What won't Bob Hope eat? Now we know. Since the legendary comic was hospitalized last Thursday for gastrointestinal bleeding, we had been inundated with daily reports of the rehabbing entertainer's diet. On Monday, some eggs (and butterscotch candy and pie and …); on Tuesday, a burger (and a shake and apple juice and …); and so on.
Fascinated by an intimate look into one man's eclectic eating habits, we wondered if we could insert ourselves into the story.
Since Hope appeared to be eating everything anyway, could we make him eat something that we provided? Could we help put the nation's favorite funnyman on the road to recovery?
To make a long story short, we ordered Hope a pizza today. Here's a log of what happened:
MMM: Pizza (© Domino's Pizza) 11:30 a.m.: Operation Pizza of Hope begins. We call the phone operator for numbers of pizza parlors and pizza chains in Rancho Mirage, Calif. (the desert city where Hope is laid up at the Eisenhower Regional Medical Center). Unfortunately, not a lot of Domino's in the retirement-friendly community. In fact, we can't find any.
11:45 a.m.: Restaurant Express, a delivery service in the Rancho Mirage area that specializes in delivering food from member restaurants, is located.
11:55 a.m.: Rusty at Restaurant Express hooks us up with Niccolino's in Cathedral City, Calif. Our order: One medium cheese pizza (light on the cheese), a side of zucchini strips and a 20-ounce Sprite. All are to be delivered to the Eisenhower Regional Medical Center in care of Mr. Bob Hope. We opt for a plain cheese pizza per the advice of a medical professional (i.e. our company's insurance provider). Earlier today, we called Betty at Aetna and asked what kind of pizza would be best for an elderly man recovering from, you know, gastrointestinal bleeding. Betty, a registered nurse, told us it was best to avoid greasy or spicy toppings, hence depriving Mr. Hope of the Pepperoni Lover's Special.
The zucchini strips were chosen over: fried chicken strips (too fried); garlic bread (too greasy); jalapeño garlic bread (too greasy and spicy); and, minestrone soup (we hate eating soup for lunch).
And so you know, we made Sprite our beverage of choice (bypassing Coke) based on the same doctor's recommendation. (Sorry, Mr. Hope, caffeine is not recommended.)
One other note on the order: We decline an offer by Restaurant Express to include (additional charge) utensils with the meal. We figured that he's: (a) in a hospital; (b) eating tons of food -- the guy's gotta have a fork.
When it's all done, our tab comes out to: $24.97.
Meanwhile, an hour passes …
1 p.m.: Call Restaurant Express. The delivery to the hospital is confirmed.
1:05 p.m.: Call Eisenhower Regional Medical Center. The delivery is confirmed. But, when asked if the pie was taken to Mr. Hope's private room, no concrete answer is provided -- although the phrase, "the pizza's somewhere in the hospital," is thrown around quite a bit.
1:15 p.m.: Call Mr. Hope's publicist to report a possible pizzanapping. Strangely, we get no call back.
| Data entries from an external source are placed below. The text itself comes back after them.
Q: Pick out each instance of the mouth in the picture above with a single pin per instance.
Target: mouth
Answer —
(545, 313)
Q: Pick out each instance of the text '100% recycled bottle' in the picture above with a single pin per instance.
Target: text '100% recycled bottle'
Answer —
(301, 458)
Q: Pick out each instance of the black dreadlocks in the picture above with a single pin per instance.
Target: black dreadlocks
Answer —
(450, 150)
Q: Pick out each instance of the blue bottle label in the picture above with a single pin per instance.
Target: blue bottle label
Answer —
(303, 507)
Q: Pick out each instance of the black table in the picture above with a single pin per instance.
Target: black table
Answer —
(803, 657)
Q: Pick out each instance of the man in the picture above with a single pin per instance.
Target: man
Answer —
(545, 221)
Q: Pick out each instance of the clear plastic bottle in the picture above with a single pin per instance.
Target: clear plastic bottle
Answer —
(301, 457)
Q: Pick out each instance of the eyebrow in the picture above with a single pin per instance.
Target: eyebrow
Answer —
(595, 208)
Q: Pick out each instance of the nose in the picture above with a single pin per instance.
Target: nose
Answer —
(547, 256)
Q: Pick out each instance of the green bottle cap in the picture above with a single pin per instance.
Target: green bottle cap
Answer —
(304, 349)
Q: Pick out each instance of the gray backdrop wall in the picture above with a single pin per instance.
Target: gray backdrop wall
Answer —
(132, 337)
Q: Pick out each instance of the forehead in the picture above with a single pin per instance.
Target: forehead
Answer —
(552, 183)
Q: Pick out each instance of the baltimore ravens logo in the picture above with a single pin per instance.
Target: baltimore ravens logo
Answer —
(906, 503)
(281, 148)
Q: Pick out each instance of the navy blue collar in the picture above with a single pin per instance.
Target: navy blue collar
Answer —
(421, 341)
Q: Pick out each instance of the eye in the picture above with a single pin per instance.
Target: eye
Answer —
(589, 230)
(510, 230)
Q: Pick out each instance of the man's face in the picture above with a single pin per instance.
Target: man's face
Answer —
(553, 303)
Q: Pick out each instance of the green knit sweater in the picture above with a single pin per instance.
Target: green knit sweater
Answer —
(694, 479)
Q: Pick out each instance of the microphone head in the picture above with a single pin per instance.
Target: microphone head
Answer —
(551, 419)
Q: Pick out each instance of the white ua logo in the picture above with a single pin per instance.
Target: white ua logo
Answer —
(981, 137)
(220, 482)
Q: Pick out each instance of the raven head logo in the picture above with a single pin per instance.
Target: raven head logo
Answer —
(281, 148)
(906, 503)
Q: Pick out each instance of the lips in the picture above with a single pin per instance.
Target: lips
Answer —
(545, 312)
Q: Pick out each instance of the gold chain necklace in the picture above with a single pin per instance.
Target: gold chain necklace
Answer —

1:30 p.m.: We think we want our money back.
5 p.m.: Bob Hope is discharged from hospital. To sum up, during his seven-day hospital stay, Bob Hope consumed, according to his doctors: beef with pasta, asparagus, apple juice, a burger, a shake, lemon meringue pie, a leg of lamb, mashed potatoes, spinach, eggs, butterscotch candy, oatmeal, but as far as we know ... not our pizza! Still, the way we figure: We order him a pizza; four hours later he's well enough to go home.
Coincidence? We'd like to think not.